When he tried to file a complaint with the Israeli police officers in Hebron, the officers threatened him with arrest. B’Tselem had to temporarily relocate Abu Shamsiyeh and his family to a different area at times when tensions were especially high.

The discourse in Israel about the trial, where large segments of the population sympathised with the shooter, strengthened existing tendencies in Israeli politics to persecute human rights groups and activists.

B’Tselem has been accused of provocation, with some politicians claiming they are purposely setting up incidents in order to film them.

A draft law was recently introduced, seeking to forbid the documentation of Israeli security forces altogether. Whether the draft law will be formally introduced still remains to be seen, but the proposal is a testament to the effectiveness of video documentation.

The widespread international attention of the video contributed to increased exposure of other materials by B’Tselem, which also shed light on the daily violent routine of the occupation. Before March 2016, the Youtube channel of B’Tselem received around 20,000 viewers on a monthly basis.
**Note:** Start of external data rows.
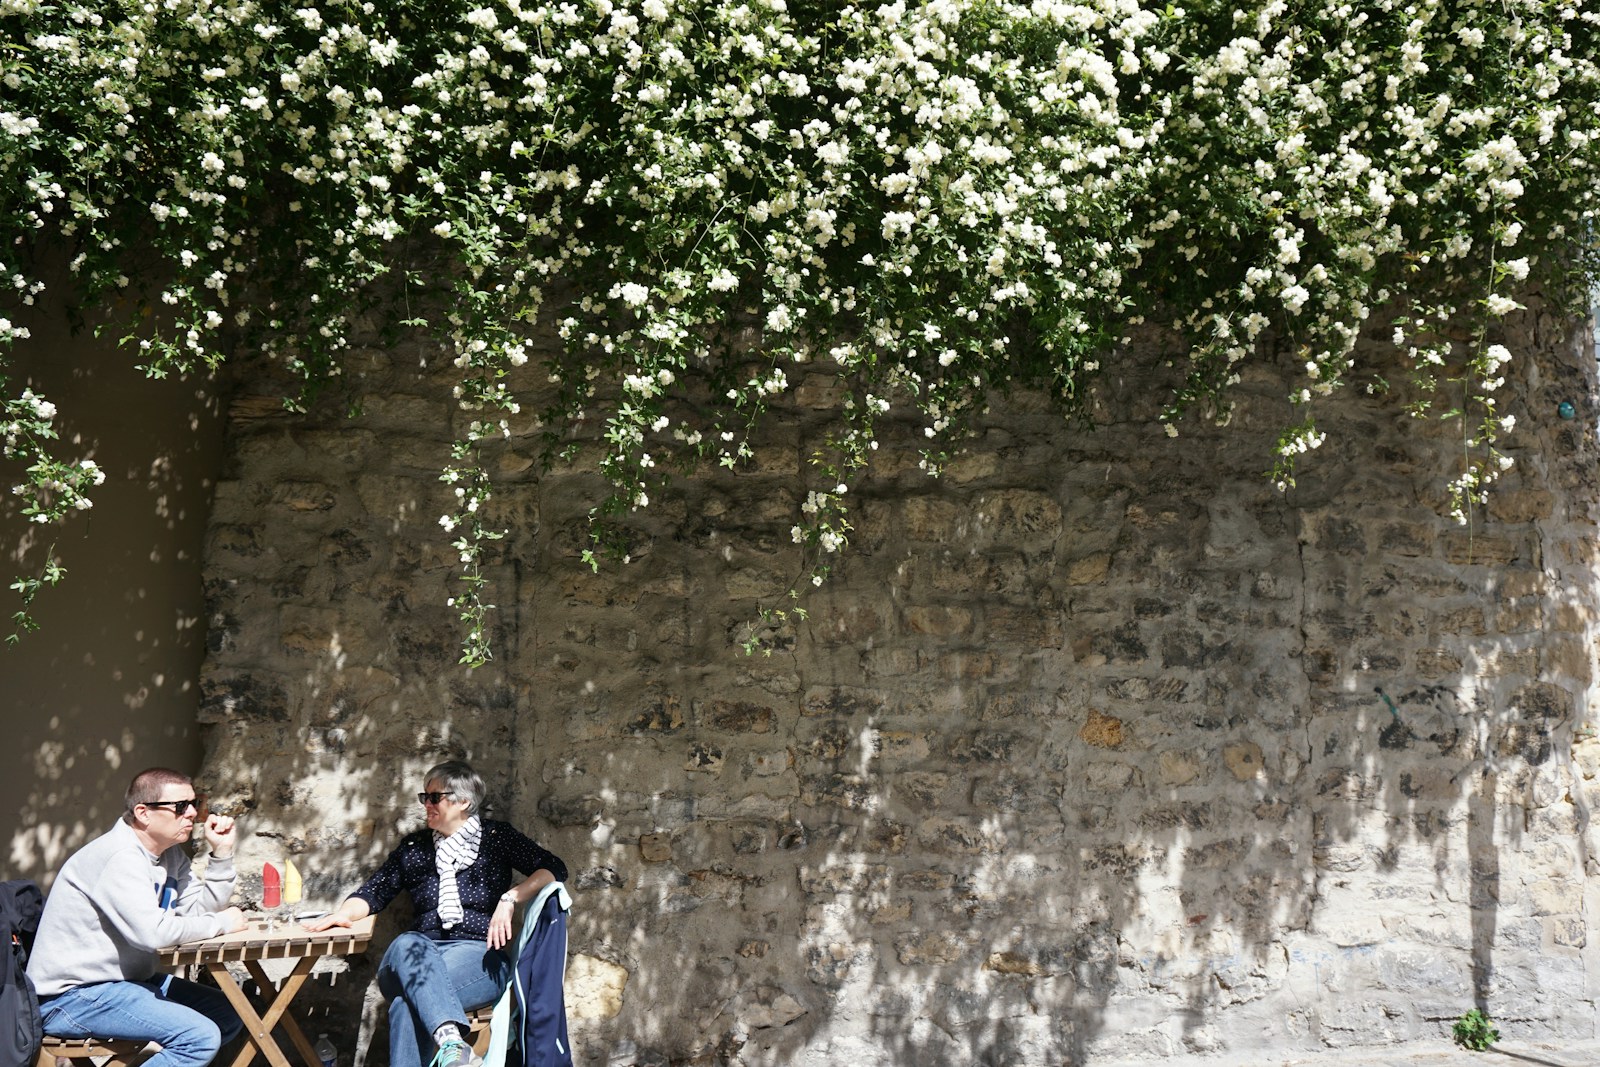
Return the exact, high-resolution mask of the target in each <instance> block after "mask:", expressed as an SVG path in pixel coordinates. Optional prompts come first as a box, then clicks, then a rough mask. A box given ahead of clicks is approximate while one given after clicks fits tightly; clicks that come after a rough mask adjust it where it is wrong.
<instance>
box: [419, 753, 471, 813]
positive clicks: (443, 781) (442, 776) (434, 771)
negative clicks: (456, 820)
mask: <svg viewBox="0 0 1600 1067" xmlns="http://www.w3.org/2000/svg"><path fill="white" fill-rule="evenodd" d="M427 782H440V784H442V785H443V790H445V792H448V793H454V795H456V800H466V801H467V814H469V816H475V814H478V808H482V806H483V795H485V793H486V790H485V789H483V776H482V774H478V773H477V771H474V769H472V765H470V763H467V761H466V760H445V761H443V763H435V765H434V766H430V768H429V771H427V774H426V776H424V777H422V784H424V785H426V784H427Z"/></svg>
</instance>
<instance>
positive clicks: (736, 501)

In 2017, this increased to around 500,000 viewers on a monthly basis.

But in the aftermath of Abu Shamsiyeh’s video, B’Tselem has become even more aware of the importance of the environment in which a film is published.

Ehab Tarabieh, B’Tselem’s video department director, explains that if you want to use video to document and publicise human rights offences you “must understand the law of the region you are working in”.

In some cases, the justice system forms the only way a human rights organisation can protect its volunteers or other community members. Therefore connections with lawyers or people that understand the law are vital components within risk management.

This B’Tselem’s case study illustrates that the political and legal environment can greatly affect the impact of a video and that one should be prepared to face these risks. Using video can also cause unexpected changes in this environment, such as the potential new law that forbids taking of footage of any Israeli soldier.

The filmmaker and his family have returned home safely after hiding. Abu Shamsiyeh has become an even more active volunteer of B’Tselem and continuous to capture footage of life inside the Occupied Territories.